Sport von früh bis spät

Ein wenig übertrieben ist diese Überschrift, ich gebe es zu. Denn ganz in der Früh, um kurz nach acht, lädt mich Goma heute zum Frühstück in ein hübsches Restaurant am See ein. Wie ich zu dieser außerordentlichen Ehre komme, weiß ich nicht (sie ist ein eher distanzierter Typ, der uns Volontäre nicht gerade hätschelt). Aber egal. Ich freue mich und wir verbringen eine interessante Stunde miteinander, in der sie viel über sich, die Kinder und das Heim erzählt. Darüber werde ich bald in einem eigenen Beitrag nochmal ausführlicher berichten.

Doch nun zum Sport. An einer der Schulen, die unsere Kinder besuchen, ist heute Sportfest, das in einem großen Park am See ausgetragen wird. Schon am Vorabend fragen uns einige Jungs, ob wir zum zugucken und anfeuern kommen. Das ist doch Ehrensache!
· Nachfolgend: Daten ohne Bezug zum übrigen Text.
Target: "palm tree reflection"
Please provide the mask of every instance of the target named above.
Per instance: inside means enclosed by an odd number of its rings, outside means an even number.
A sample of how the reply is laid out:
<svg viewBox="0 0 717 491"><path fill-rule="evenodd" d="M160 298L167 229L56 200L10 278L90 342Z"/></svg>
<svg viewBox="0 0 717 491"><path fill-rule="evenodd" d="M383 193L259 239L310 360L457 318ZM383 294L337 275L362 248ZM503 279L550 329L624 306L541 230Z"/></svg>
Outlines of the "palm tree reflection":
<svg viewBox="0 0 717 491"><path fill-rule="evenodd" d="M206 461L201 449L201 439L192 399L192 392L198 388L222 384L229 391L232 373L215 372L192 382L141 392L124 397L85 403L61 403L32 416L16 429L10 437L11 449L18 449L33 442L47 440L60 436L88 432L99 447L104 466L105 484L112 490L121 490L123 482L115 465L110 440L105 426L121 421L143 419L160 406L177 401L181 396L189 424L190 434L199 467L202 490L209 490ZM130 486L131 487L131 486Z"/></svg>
Begleitet von Sagar und Kamal machen wir uns um 11 Uhr auf den Weg. Die beiden müssen heute nicht zur Schule, weil an ihrer Schule wieder ein Feiertag ist (sollten deutsche SchülerInnen hier mitlesen, werden sie sicherlich neidisch). Als wir angekommen, rennt uns Baban entgegen. „Come, come!“ Seine Fußball-Mannschaft ist im Finale und das Endspiel geht gleich los.

1 : 0! Super! Nach dem erfolgreichen Spiel schauen wir, was sonst noch so auf dem Programm steht. 500-Meter-Lauf, Sackhüpfen, Tauziehen. Außerdem binden sich die Kinder paarweise mit einem ein Tau an den Fesseln zusammen und müssen nach dem Startschuss 50 Meter um die Wette rennen. Bei einem weiteren Laufspiel hat jedes Kind einen Löffel mit einer Murmel drauf im Mund.

Anders als daheim sind hier die Verpflegungsstände. In eine Tüte wird eine frei wählbare Mixtur aus Kartoffelstückchen, Zwiebeln, Mais, Reisflakes und vielem mehr gegeben. Die Jungs lassen uns probieren. Schmeckt gar nicht schlecht und ist jedenfalls erheblich gesünder als Chips, Flips und Würstchen.

Nach zwei Stunden haben wir genug gesehen und machen uns auf den Heimweg. Wir laden Sagar und Kamal zum Mittagessen ein und begeistert bestellen sie sich Momos und Limo. Auch für sie eine angenehme Abwechslung zum ewigen Dal Bhat.

Nachdem wir die Jungs wieder daheim abgeliefert haben, gönnen Caro und ich uns erstmal eine Mittagspause. Kaffee und ein kurzes Schläfchen. Als ich gegen vier wieder im Heim auftauche, hocken alle vor dem Fernseher, außer Marmita. So nutze ich die Gunst der Stunde und mache mit ihr einen Spaziergang zum See. Zuerst schauen wir in unserem Garten vorbei und begrüßen die Kuh. Dann trinken wir ein Lassi am Ufer.

Zurück erwartet mich Anjeli schon mit den Badmintonschlägern. Mit wechselnden Partnern spiele ich auf der Straße bis weit nach Einbruch der Dunkelheit. Die Straßenlampe liefert spärliche Beleuchtung, aber wir treffen trotzdem noch ab und zu den Ball.